Chegados, as crianças gritaram Aleluia, o quinteiro lançou umas moedas ao ar e eles desunharam-se pelo chão para ver quem apanhava mais. O padre entrou dentro de casa com o Tomé. Beberam mais um copo de vinho que era “sangue de Cristo” e falaram do tempo que estava mal para a agricultura, como se o senhor prior pudesse interceder junto de S. Pedro e mudar os climas.

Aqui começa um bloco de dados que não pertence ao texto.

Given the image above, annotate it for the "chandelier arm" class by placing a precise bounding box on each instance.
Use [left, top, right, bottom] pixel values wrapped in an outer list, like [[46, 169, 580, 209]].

Comeram uma fatia de bolo de azeite e umas bolachas. O agricultor deu a sua ajuda, uns dinheiritos que tinha guardado numa bandeja, cobertos por folhas de oliveira, para que não vissem o real valor que dava (em muitas casas era mesmo só folhas de oliveira, no meio não ia dinheiro nenhum, mas sempre se disfarçava perante Deus a triste pobreza).
A páginas tantas, o padre e o sacristão tomaram o último copo, o da abaladiça. No prato já só havia duas bolachas, uma de baunilha e anis e outra de chocolate, com uma prata colorida. O Tomé não se fez rogado, toca de apanhar a de chocolate. O padre que já ia de mão no ar, ficou danado.
– Não sabes que é de má educação tirar a melhor? … devemos começar sempre pela de somenos! – dizia ele.
– Se fosse o senhor padre a tirar primeiro, qual tirava?
– Ora, eu teria tirado a bolacha de baunilha…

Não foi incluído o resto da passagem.